Tai Shan is back in China, settling into Villa #1 at the Bifengxia Panda Base in Ya’an in Szechuan province, and now the clock’s ticking for the National Zoo’s other giant pandas, Mei Xiang and Tian Tian. Their ten-year “rental” contracts run out in December, meaning that the zoo is gearing up for negotiations.
“Ideally we’ll have made progress by summer, which will determine exactly what happens to our panda program,” says Dennis Kelly, the National Zoo’s new director.
Kelly has experience with pandas: The FedEx plane carrying Tai Shan back to China also carried a panda cub from Atlanta, where Kelly had been head of the zoo.

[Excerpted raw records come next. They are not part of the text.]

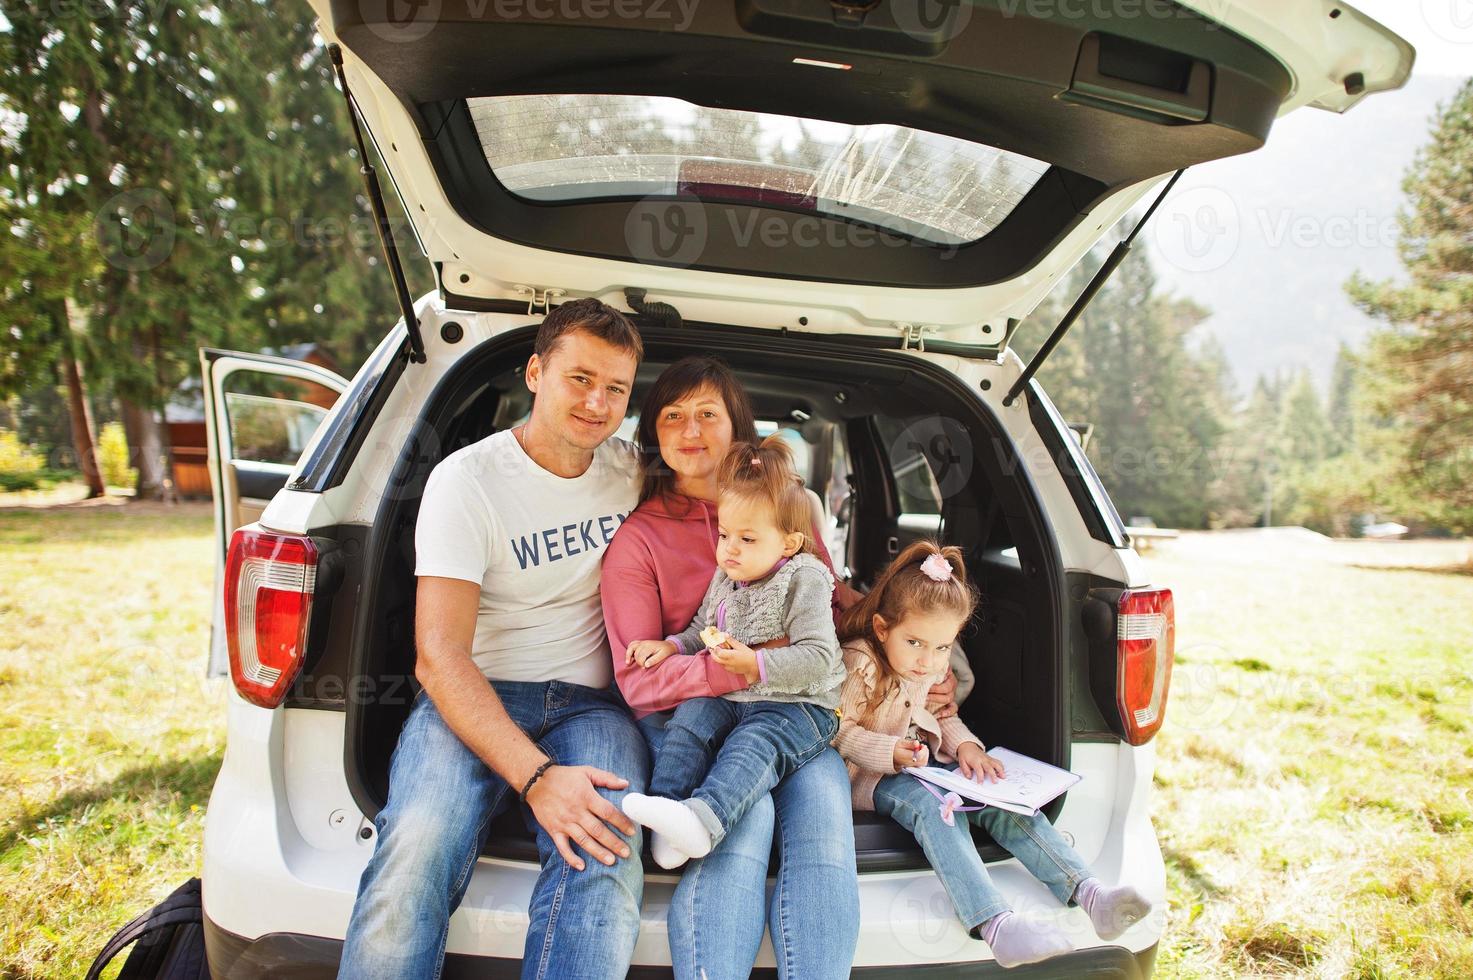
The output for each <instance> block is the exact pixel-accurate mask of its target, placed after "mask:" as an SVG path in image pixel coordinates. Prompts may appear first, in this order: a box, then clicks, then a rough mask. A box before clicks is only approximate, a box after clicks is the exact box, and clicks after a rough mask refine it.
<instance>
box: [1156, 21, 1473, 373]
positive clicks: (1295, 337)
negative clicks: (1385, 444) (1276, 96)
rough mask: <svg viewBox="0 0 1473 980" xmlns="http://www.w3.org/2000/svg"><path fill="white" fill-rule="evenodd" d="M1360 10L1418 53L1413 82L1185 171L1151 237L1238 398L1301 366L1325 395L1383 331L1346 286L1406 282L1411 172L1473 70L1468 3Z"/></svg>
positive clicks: (1161, 209) (1307, 112) (1156, 261)
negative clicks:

National Zoo officials hope to secure a five-to-ten-year extension for its current panda pair; it now pays about $1 million a year to China to “rent” the pandas.
China’s a tough negotiator, knowing that the bears are huge draws for US zoos.
Could Washington end up pandaless?
“We’re confident giant pandas will always reside at the National Zoo,” says Don Moore, associate director of animal-care sciences.
Kelly, though, isn’t putting all his cubs in one basket: “I also think everyone will enjoy our new Andean bear cubs when they make their debut later this spring.”
Meanwhile, the zoo is still doing a brisk business in Tai Shan memorabilia—the best-selling item is a small plush bear with his name sewn on the foot.